Far from simply being a question of producing ‘good’
images, the demands on photographers - to be smart in business and
savvy in protecting themselves and their images from real time and
virtual exploitation, keeping their agents happy, selling work and
finding the resources to finance new projects – are the harsh realities
for anyone wishing to stay alive in the increasingly complex ladder of
opportunity within the image sector.
In this fascinating
seminar, Simon Roberts gives a contemporary account of the skills
involved in becoming and remaining an international photographer of
repute;
Alison Nordström
will discuss the acquiring and caring for work in perpetuity - how
working with museum collections is fundamentally different from working
with sales galleries, temporary exhibitions or alternative spaces and
Stephen Mayes will be predicting the future with the demise of
copyright and the rise in the value of the web for selling ideas.
Simon Roberts
discusses how he moved from a First Class Honours Degree in Human
Geography to the winner of the ‘Ian Parry Award’ (1998), the ‘Vic Odden
Award’ from the RPS (2007), one of the rising stars in the Independent
on Saturday Magazine’s prestigious ‘Talent Issue’(2007), with a major
book success – ‘Motherland’ (Chris Boot Publishing, 2007), and grants
from the National Media Museum and Arts Council to support his new
project ‘We English’. How much of his value as an artist is due to
business savvy and how much to creative thinking?
Alison
Nordström is the Curator of Photographs at George Eastman House
International Museum of Photography and Film in Rochester, New York,
the oldest and largest museum of photography in the world. Previously,
she was the Director and Senior Curator of the Southeast Museum of
Photography in Florida for 11 years. In her 25+ years as a museum
worker, Nordström has initiated and overseen more than 2000 museum
acquisitions, including several artists’ archives. She is the author of
“Artists and Archives: Making the Match” in A Visual Artist’s Guide to
Estate Planning, published in 2007 by The Marie Walshe Sharpe Art
Foundation and The Judith Rothschild Foundation.
The talk
discusses how museums are charged with acquiring and caring for work in
perpetuity and how this results in a variety of specialized practices.

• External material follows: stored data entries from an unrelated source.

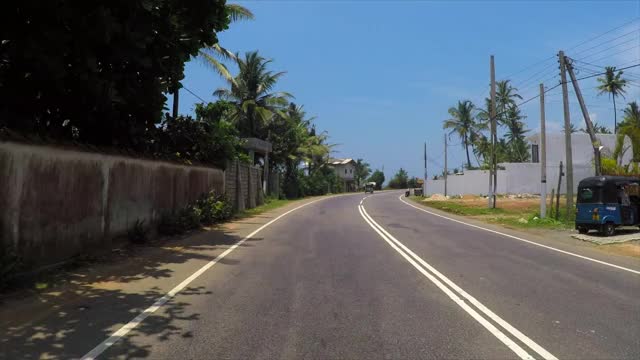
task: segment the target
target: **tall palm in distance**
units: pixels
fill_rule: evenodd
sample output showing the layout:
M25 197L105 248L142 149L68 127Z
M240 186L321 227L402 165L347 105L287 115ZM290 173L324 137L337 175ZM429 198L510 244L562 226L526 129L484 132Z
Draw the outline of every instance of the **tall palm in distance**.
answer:
M635 126L640 128L640 109L638 109L637 102L630 102L624 109L624 117L622 118L622 122L620 122L620 127L623 126Z
M622 78L622 70L616 72L615 66L607 66L605 67L604 77L599 77L597 89L599 90L598 95L609 94L611 99L613 100L613 132L618 132L618 114L616 110L616 97L622 96L624 98L625 90L624 87L627 86L627 80Z
M475 121L475 105L469 100L458 101L458 105L449 108L449 115L451 118L445 120L442 128L451 129L449 135L456 134L462 141L467 154L467 167L471 168L471 159L469 158L469 145L471 145L470 138L476 131Z

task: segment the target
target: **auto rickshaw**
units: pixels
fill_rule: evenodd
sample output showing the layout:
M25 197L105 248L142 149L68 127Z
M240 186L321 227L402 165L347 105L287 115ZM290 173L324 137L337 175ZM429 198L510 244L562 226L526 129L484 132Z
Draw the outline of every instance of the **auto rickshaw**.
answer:
M576 229L612 236L619 226L640 226L640 177L595 176L578 184Z
M364 184L364 193L372 193L373 194L373 190L376 188L376 183L375 182L368 182L366 184Z

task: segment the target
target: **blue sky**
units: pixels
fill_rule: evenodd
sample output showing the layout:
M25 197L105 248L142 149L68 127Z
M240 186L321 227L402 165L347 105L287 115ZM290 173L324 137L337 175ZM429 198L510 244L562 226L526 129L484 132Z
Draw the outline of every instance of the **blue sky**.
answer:
M537 94L540 81L549 87L557 84L557 58L550 57L560 49L594 65L640 62L640 1L237 3L256 18L220 33L221 45L241 53L259 50L272 58L273 70L287 71L277 90L293 93L296 103L317 116L318 129L339 144L334 155L363 158L373 168L384 166L387 179L400 167L422 176L424 141L430 176L442 171L442 121L458 100L483 105L492 54L496 78L512 79L525 99ZM578 77L598 69L578 66L585 68ZM637 100L640 67L628 72L635 84L626 98ZM212 92L224 85L197 61L187 64L183 84L211 101ZM611 102L596 95L595 79L583 80L581 86L593 118L612 128ZM552 132L561 131L559 91L547 94L547 129ZM572 122L582 125L571 96ZM181 113L191 113L199 101L183 91ZM538 100L522 109L535 132ZM459 139L452 137L451 143ZM465 158L461 146L450 147L449 155L450 168Z

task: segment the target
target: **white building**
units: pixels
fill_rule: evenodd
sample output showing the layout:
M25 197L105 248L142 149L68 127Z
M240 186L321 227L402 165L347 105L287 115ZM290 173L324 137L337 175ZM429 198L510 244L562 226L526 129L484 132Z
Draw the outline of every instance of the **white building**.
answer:
M616 135L597 134L602 146L602 153L611 156L616 145ZM547 134L547 192L558 187L560 161L566 170L566 152L563 133ZM504 170L498 170L499 194L529 193L539 194L541 183L540 169L540 134L534 134L528 139L531 151L531 161L527 163L501 163ZM628 150L622 155L622 164L631 161L631 141L625 138L624 148ZM573 188L577 189L580 180L595 175L593 165L593 146L589 134L575 133L571 135L571 151L573 159ZM566 174L566 171L565 171ZM449 175L447 179L447 195L486 195L489 192L489 172L486 170L466 170L463 175ZM566 177L562 178L560 192L565 193ZM443 194L444 180L427 181L427 194Z
M356 162L353 159L331 159L329 165L336 174L344 181L346 191L355 191Z

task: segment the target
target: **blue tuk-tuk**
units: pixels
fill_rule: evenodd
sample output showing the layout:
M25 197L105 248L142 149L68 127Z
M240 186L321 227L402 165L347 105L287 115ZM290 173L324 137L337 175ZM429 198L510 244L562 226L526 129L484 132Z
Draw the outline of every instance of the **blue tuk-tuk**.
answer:
M640 177L594 176L580 181L576 229L612 236L618 226L640 225Z

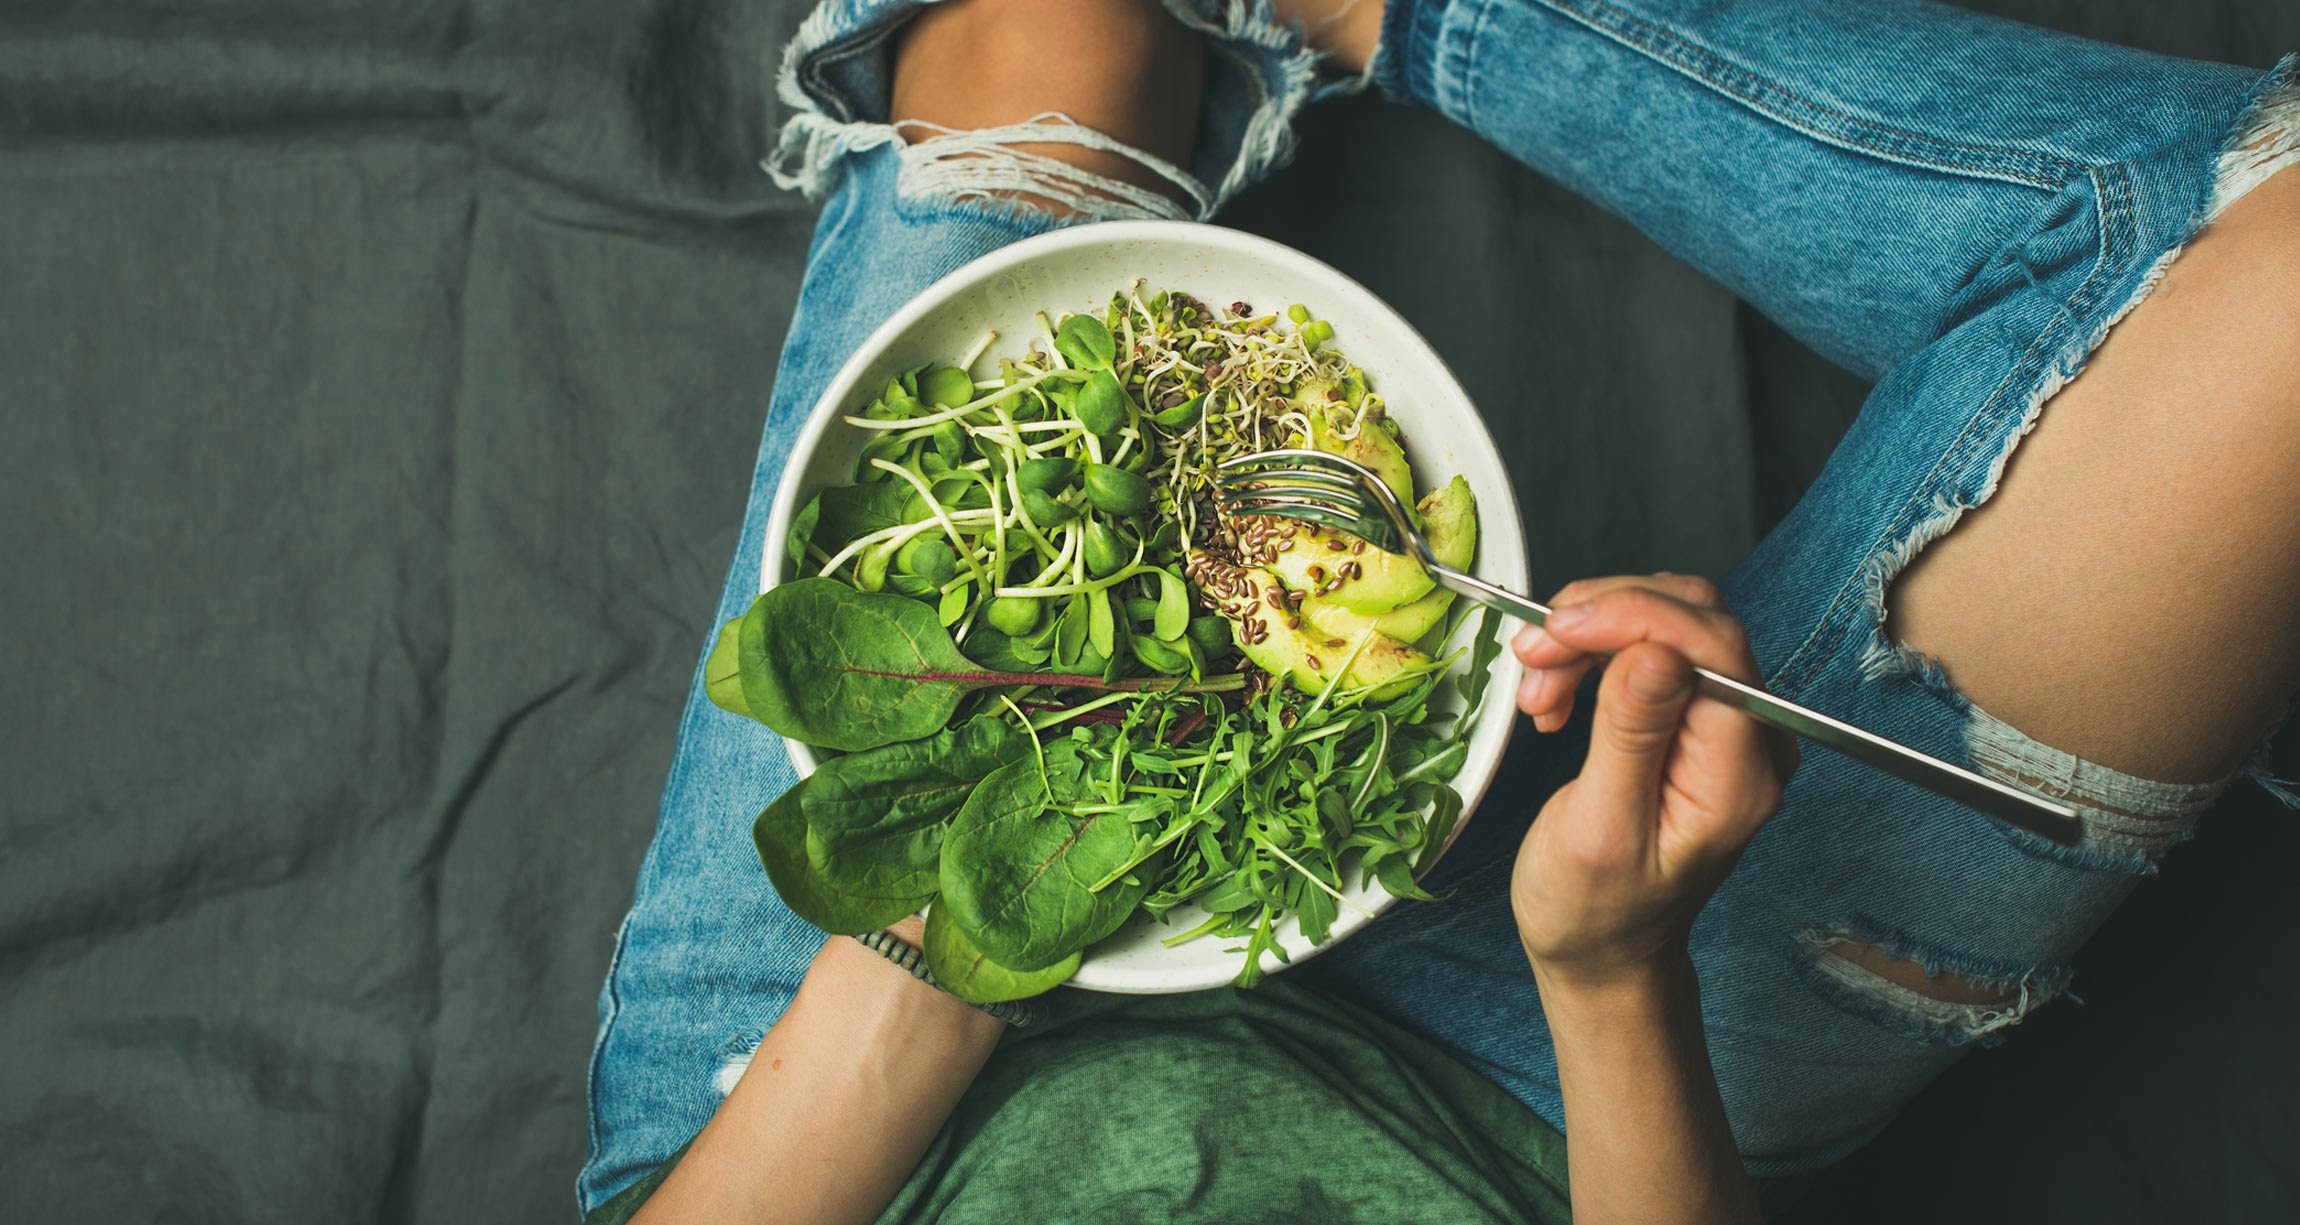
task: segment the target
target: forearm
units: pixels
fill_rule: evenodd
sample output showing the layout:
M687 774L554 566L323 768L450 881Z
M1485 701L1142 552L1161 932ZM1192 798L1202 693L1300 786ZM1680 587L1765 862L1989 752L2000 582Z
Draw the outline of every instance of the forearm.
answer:
M836 938L635 1225L876 1220L1004 1026Z
M1534 967L1565 1098L1573 1219L1756 1222L1689 961L1604 983Z

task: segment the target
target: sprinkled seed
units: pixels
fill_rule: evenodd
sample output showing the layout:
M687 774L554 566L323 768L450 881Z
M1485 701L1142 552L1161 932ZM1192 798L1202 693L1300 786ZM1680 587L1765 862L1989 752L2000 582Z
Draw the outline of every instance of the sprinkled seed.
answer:
M1290 630L1298 630L1302 628L1302 619L1300 617L1286 618L1286 628Z
M1345 544L1345 543L1344 543L1344 542L1342 542L1342 541L1341 541L1339 538L1337 538L1337 539L1334 539L1334 540L1329 540L1329 541L1327 541L1327 542L1326 542L1326 548L1328 548L1328 549L1330 549L1330 550L1332 550L1333 552L1336 552L1336 553L1340 553L1340 552L1342 552L1343 550L1345 550L1345 549L1348 549L1349 547L1350 547L1350 546L1349 546L1348 544Z
M1308 660L1310 661L1310 671L1312 671L1312 672L1323 672L1323 671L1325 671L1325 670L1326 670L1326 665L1325 665L1324 663L1320 662L1317 656L1315 656L1315 655L1307 655L1307 656L1304 656L1303 658L1305 658L1305 659L1308 659Z
M1285 552L1286 550L1288 550L1288 549L1290 549L1290 548L1293 548L1293 547L1294 547L1294 537L1293 537L1293 533L1289 532L1289 533L1287 533L1287 534L1286 534L1286 537L1285 537L1285 539L1283 539L1283 540L1280 540L1280 541L1279 541L1277 544L1275 544L1275 545L1271 546L1271 550L1270 550L1270 551L1271 551L1271 553L1272 553L1273 555L1275 555L1275 554L1278 554L1278 553L1283 553L1283 552Z
M1330 647L1338 647L1338 646L1345 646L1345 645L1347 645L1347 644L1346 644L1346 643L1344 643L1344 642L1343 642L1341 639L1339 639L1339 638L1328 638L1328 639L1326 639L1326 645L1327 645L1327 646L1330 646Z
M1318 564L1318 563L1316 563L1316 562L1311 562L1311 563L1310 563L1310 581L1311 581L1311 582L1313 582L1313 583L1322 583L1322 582L1325 582L1325 581L1326 581L1326 568L1325 568L1324 566L1321 566L1321 565L1319 565L1319 564Z
M1351 545L1351 546L1350 546L1350 552L1352 552L1352 553L1363 553L1363 552L1365 552L1365 551L1366 551L1366 542L1365 542L1365 541L1363 541L1363 540L1361 540L1361 541L1357 542L1356 544L1353 544L1353 545Z
M1342 389L1341 389L1341 388L1339 388L1339 387L1333 387L1333 388L1329 388L1329 389L1327 389L1327 391L1326 391L1326 399L1328 399L1328 400L1339 400L1339 399L1341 399L1341 398L1342 398Z
M1350 578L1358 578L1365 574L1366 568L1353 561L1350 564L1343 566L1342 572Z

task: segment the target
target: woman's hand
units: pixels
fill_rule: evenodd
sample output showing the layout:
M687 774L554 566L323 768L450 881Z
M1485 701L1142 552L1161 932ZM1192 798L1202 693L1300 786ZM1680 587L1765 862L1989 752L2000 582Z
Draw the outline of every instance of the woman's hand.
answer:
M1795 742L1696 699L1693 666L1757 679L1717 589L1684 575L1591 579L1512 644L1520 709L1554 731L1593 667L1589 758L1527 833L1511 900L1548 982L1649 978L1684 956L1693 916L1779 805ZM1608 661L1604 657L1611 655Z
M1708 583L1595 579L1552 603L1548 628L1514 644L1533 669L1518 706L1554 731L1582 675L1605 677L1589 759L1527 832L1510 897L1557 1052L1573 1219L1754 1222L1685 939L1780 803L1796 746L1694 696L1695 664L1757 678Z

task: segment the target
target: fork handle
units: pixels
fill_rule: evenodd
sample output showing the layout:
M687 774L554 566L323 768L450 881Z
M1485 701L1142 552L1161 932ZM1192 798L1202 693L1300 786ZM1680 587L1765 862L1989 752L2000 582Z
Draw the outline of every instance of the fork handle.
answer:
M1549 621L1549 609L1546 606L1536 604L1515 592L1473 578L1450 566L1429 564L1425 560L1424 568L1439 586L1457 595L1498 608L1531 625L1543 625ZM1737 681L1701 667L1694 668L1693 674L1695 688L1703 697L1745 711L1760 723L1771 724L1783 731L1803 736L1815 744L1826 745L1855 761L2062 846L2075 846L2078 839L2083 837L2083 822L2078 819L2076 810L2066 804L2032 795L2018 787L1920 753L1905 744L1887 740L1875 732L1864 731L1842 719L1831 718L1786 698L1775 697L1746 681Z

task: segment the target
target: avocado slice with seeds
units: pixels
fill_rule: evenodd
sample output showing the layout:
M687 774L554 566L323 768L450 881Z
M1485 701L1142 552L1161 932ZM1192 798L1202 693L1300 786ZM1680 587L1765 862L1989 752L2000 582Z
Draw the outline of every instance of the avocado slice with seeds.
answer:
M1376 617L1421 599L1436 586L1420 562L1402 553L1370 545L1362 553L1352 552L1364 542L1348 532L1298 520L1287 521L1287 526L1294 530L1291 547L1272 558L1269 566L1289 590ZM1334 542L1342 547L1334 548ZM1355 578L1347 577L1343 569L1351 565L1358 567Z
M1414 472L1406 463L1405 448L1398 445L1396 424L1376 409L1359 422L1356 437L1335 437L1333 409L1336 401L1328 396L1334 390L1336 388L1330 379L1304 379L1295 389L1294 407L1310 419L1310 436L1295 441L1298 445L1357 461L1375 476L1382 478L1382 483L1398 495L1398 501L1411 506L1414 500ZM1345 419L1347 416L1345 414Z
M1357 645L1355 637L1320 635L1288 626L1289 614L1280 613L1273 602L1284 601L1285 588L1259 566L1220 561L1193 550L1187 567L1199 590L1213 602L1214 611L1230 622L1230 637L1246 658L1272 676L1286 678L1303 693L1322 692ZM1341 683L1349 688L1379 686L1392 680L1405 683L1418 675L1415 669L1428 663L1429 656L1377 631L1351 661ZM1401 678L1401 673L1408 674L1407 678ZM1381 693L1375 690L1375 696Z
M1417 507L1422 531L1429 537L1430 553L1444 565L1467 570L1477 558L1477 495L1469 482L1455 477L1430 491ZM1282 556L1282 555L1281 555ZM1351 612L1330 597L1311 596L1302 601L1302 620L1328 638L1356 641L1371 625L1400 642L1420 642L1445 620L1453 607L1453 593L1443 587L1411 604L1375 616Z

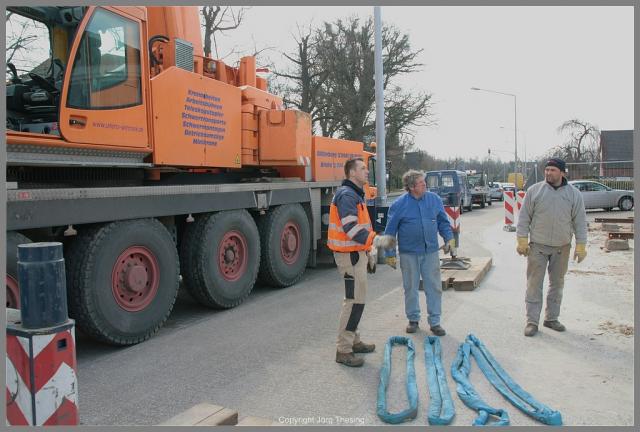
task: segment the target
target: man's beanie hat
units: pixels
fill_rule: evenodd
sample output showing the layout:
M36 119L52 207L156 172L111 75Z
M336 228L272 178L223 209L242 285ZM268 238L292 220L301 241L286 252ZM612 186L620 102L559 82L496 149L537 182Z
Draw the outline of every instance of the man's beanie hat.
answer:
M567 164L560 158L549 159L545 167L548 167L548 166L556 167L562 172L565 172L567 168Z

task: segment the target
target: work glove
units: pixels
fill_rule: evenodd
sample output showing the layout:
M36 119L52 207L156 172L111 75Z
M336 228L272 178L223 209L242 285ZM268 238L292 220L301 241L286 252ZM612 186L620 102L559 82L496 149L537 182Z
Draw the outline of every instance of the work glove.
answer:
M367 273L376 272L376 264L378 263L378 249L374 246L367 252Z
M518 255L529 255L529 239L527 237L518 237L518 246L516 246Z
M392 257L386 257L384 259L384 262L391 268L393 268L394 270L397 267L397 263L398 261L396 260L396 257L392 256Z
M453 239L453 238L448 242L446 242L444 246L442 246L442 251L444 252L445 255L455 250L456 250L456 239Z
M396 238L390 235L377 235L373 238L373 247L382 249L395 249Z
M587 257L587 245L584 243L576 243L576 249L573 252L573 260L581 263Z

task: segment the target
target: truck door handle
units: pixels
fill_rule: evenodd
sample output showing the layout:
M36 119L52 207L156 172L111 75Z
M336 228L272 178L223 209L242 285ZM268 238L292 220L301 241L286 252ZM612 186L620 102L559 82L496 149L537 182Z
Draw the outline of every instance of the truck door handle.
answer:
M73 117L71 117L71 118L69 119L69 124L70 124L71 126L76 126L76 127L81 127L81 128L83 128L83 127L85 127L85 126L87 125L87 122L86 122L86 120L84 120L84 119L79 119L79 118L73 118Z

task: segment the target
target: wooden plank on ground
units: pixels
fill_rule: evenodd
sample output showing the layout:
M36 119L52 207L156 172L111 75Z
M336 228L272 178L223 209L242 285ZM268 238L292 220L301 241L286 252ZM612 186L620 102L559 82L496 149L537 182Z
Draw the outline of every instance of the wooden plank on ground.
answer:
M245 417L236 426L272 426L273 420L263 417Z
M480 281L491 268L491 257L470 257L471 267L467 270L441 269L442 289L453 288L456 291L471 291L478 287Z
M633 233L632 232L610 232L609 238L629 240L633 238Z
M604 223L633 223L633 216L628 218L595 218L595 222Z
M196 423L196 426L235 426L238 423L238 411L222 408L217 413Z
M213 423L220 421L223 423ZM171 417L160 426L212 426L215 424L234 425L238 421L238 412L210 403L200 403L186 411Z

The talk covers such formal concerns as collections policies,
acquisitions committees and preservation issues as well as some of the
unofficial occurrences that may affect your museum dealings, such as
donations, discounts, editioning, preparation, materiality and record
keeping. She will also provide a brief discussion of legacy and estate
planning for photographers and their archives.
Stephen Mayes
has worked with photography, art and journalism for 20 years as a
Creative Director (Getty Images, Photonica and Eyestorm.com), and as a
CEO (of Network Photographers London’s leading independent reportage
agency, also Art + Commerce Image Archive New York, and the New York
division of amana - the Japanese photo company), and has curated
several internationally touring exhibitions. He is on the board of VII
Photo and is secretary of World Press Photo competition. He is renowned
throughout the industry as a man of ethical and visionary thinking.